Histoire du journalisme scientifique

Le Journal

Vous êtes ici : Accueil » 1945-1970 » 1945-1970 - La science à cette époque

1945-1970

La science à cette époque

Des recherches pointues et coûteuses

Après la Seconde Guerre mondiale, deux facteurs provoquent une forte hausse des inscriptions universitaires : le retour des soldats, dont plusieurs sont en âge d'étudier à l'université, et les besoins en travailleurs qualifiés.

Les universités sont alors très peu subventionnées par l'État, mais au début des années 1950, leur financement public s'accroît. Par conséquent, les domaines de recherche se multiplient et se spécialisent. Par exemple, la recherche médicale se divise en diverses branches : cardiologie, microbiologie, maladies respiratoires, etc. Dans le domaine des sciences exactes, des spécialités apparaissent : physique de l'état solide, chimie organique, chimie physique, biochimie, physique nucléaire, astrophysique, etc. Les laboratoires, notamment en sciences biomédicales et en physique, requièrent de l'équipement de plus en plus perfectionné.
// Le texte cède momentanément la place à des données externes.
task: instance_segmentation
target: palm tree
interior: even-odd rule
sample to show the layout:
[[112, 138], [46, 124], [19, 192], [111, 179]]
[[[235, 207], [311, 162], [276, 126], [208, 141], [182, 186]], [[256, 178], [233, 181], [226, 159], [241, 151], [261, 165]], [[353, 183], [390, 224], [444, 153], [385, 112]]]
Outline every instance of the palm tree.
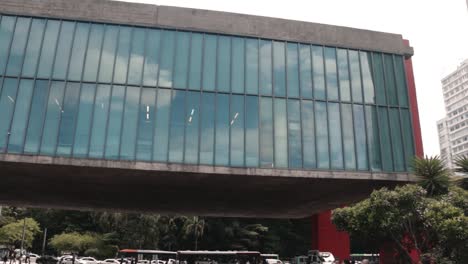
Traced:
[[429, 196], [448, 192], [451, 171], [445, 167], [439, 156], [415, 157], [412, 169], [414, 174], [419, 177], [419, 185], [426, 189]]

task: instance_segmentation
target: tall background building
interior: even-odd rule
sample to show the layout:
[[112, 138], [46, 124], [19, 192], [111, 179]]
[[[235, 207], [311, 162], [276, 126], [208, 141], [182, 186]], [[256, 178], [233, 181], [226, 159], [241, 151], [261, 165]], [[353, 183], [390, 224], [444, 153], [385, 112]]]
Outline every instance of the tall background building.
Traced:
[[446, 117], [437, 121], [440, 156], [449, 168], [468, 154], [468, 59], [442, 79]]

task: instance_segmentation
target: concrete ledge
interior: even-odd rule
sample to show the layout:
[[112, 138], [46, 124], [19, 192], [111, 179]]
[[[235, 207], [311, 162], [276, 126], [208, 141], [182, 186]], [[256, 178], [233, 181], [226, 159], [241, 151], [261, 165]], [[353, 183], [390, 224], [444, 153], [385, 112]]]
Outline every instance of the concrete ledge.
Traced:
[[401, 35], [319, 23], [108, 0], [2, 0], [0, 13], [166, 27], [413, 55]]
Graduellement, la recherche de pointe s'effectue dans des instituts spécialisés, ce qui permet de réunir plus facilement les ressources humaines et financières. Les chercheurs ne peuvent plus s'isoler; ils doivent faire partie de grandes équipes multidisciplinaires.

Pour obtenir du financement public, les chercheurs doivent maintenant se démarquer tant au niveau national qu'international. Pour ce faire, la qualité de leurs travaux doit être reconnue par d'autres chercheurs du même domaine. Cette reconnaissance passe par la publication de leurs résultats de recherche dans des revues scientifiques, idéalement dans des revues prestigieuses comme Science et Nature.

Au cours de cette période 1945-1968, les scientifiques québécois continuent d'adhérer à l'Association canadienne-française pour l'avancement des sciences (ACFAS). Ils y présentent leurs recherches lors du congrès annuel et y font valoir la mission de cette association : vulgarisation des sciences et promotion de la recherche scientifique de langue française. Il n'existe pas d'association équivalente à l'échelle pancanadienne. Au cours des années 1960, on tente en vain de créer la Canadian Association for the Advancement of Science (CAAS).